Thomas Dolby is on the road again after 15 years. And how times have changed: unlike the year 1991, the year 2006 means he can blog the whole tour. For starters, he’s posted the gory details of his performance rig “for the geeks and musicians out there.” (You called?)

  1. Power Mac G5 Dual 2.0 GHz, to be replaced with a MacBook Pro when everything gets ported to Intel
  2. MUSE Receptor for still more plug-in hosting
  3. Logic Pro 7.2 acts as a MIDI host (for outboard hardware synths and plug-ins), plug-in host, and (primarily) playback device for presequenced backup tracks
  4. Stylus-RMX plug-in for loops, thanks to the fact that you can queue up irregular loops
  5. Built-in Logic plugs, plus more: Arturia’s MiniMoog, RMIV drums, Slayer2 guitars, UltraFocus, Camelspace gating effect, T-racks mastering.
  6. Rack: UPS power backup, PreSonus Firepod FireWire audio interface, MOTU MIDI interface, Nord 3 racked synth
  7. Keyboard controllers: Three of them, no less: CME Pro 7 (now distributed by Yamaha), Novation ReMote SL25 (which automaps nicely to Logic), and the Virus TI Polar. The Virus is the only sound source.
  8. M-Audio Trigger Finger for drums, samples, muting and unmuting tracks.
  9. Vintage gear retrofitted for MIDI: Knobs on old oscilloscopes and signal generators controlling soft synth parameters? Now, that’s cool. (Wouldn’t you do something like that if you were Thomas Dolby?)

Choosing software

Two particularly interesting notes: since nearly all of the playback is through MIDI synths, Dolby has set up a custom Max/MSP patch for easy, visual selection of controller zones, routing his three controllers to a variety of soft synths visually. In yet another victory for Max, it was easier, quicker, and more flexible to do this in Max than in Logic’s Environment. (Note: if you’re on a budget, you could easily do the same thing with Max’s open source cousin, Pd, too.)

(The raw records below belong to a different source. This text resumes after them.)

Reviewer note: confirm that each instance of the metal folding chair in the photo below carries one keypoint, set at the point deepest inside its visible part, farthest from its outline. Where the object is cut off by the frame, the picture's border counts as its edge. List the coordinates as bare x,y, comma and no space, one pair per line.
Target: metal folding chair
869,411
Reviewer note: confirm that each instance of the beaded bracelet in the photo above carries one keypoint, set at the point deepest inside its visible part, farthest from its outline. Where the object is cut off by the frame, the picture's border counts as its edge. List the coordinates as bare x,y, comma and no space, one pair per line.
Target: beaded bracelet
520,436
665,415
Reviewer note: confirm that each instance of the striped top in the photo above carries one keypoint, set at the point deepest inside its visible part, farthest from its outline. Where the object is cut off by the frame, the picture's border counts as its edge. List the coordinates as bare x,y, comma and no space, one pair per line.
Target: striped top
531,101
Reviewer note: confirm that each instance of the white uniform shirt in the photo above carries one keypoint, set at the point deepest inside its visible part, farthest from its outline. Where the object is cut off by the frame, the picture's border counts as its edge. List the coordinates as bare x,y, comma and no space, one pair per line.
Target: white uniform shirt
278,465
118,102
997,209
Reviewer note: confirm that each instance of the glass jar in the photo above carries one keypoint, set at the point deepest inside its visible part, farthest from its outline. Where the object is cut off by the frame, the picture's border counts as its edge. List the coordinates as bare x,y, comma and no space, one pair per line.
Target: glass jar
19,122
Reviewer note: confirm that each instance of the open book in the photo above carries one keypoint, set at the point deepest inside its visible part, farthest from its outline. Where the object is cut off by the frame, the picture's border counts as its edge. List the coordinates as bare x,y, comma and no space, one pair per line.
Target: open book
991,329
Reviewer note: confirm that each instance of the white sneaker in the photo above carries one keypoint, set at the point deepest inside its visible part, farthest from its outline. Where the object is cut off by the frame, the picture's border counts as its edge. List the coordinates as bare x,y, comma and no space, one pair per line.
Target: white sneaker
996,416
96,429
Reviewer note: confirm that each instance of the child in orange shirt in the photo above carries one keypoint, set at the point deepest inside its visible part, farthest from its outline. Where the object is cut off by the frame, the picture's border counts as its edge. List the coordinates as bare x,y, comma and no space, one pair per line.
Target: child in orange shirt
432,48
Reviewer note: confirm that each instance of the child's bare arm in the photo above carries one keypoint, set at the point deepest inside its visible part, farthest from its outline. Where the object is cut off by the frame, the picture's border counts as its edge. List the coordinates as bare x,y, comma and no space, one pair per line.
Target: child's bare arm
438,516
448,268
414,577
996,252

But where’s Ableton Live in all this? Dolby claims he can’t use Live because his music doesn’t fit into 4-beat bars. That’s actually not the problem he thinks it is; you can easily cue irregular beats in Live by quantizing to the beat instead of the bar, much as he describes doing in Stylus RMX. But this is also a great setup, and benefits heavily from all the built-in instruments and effects (vocoder, anyone) in Logic.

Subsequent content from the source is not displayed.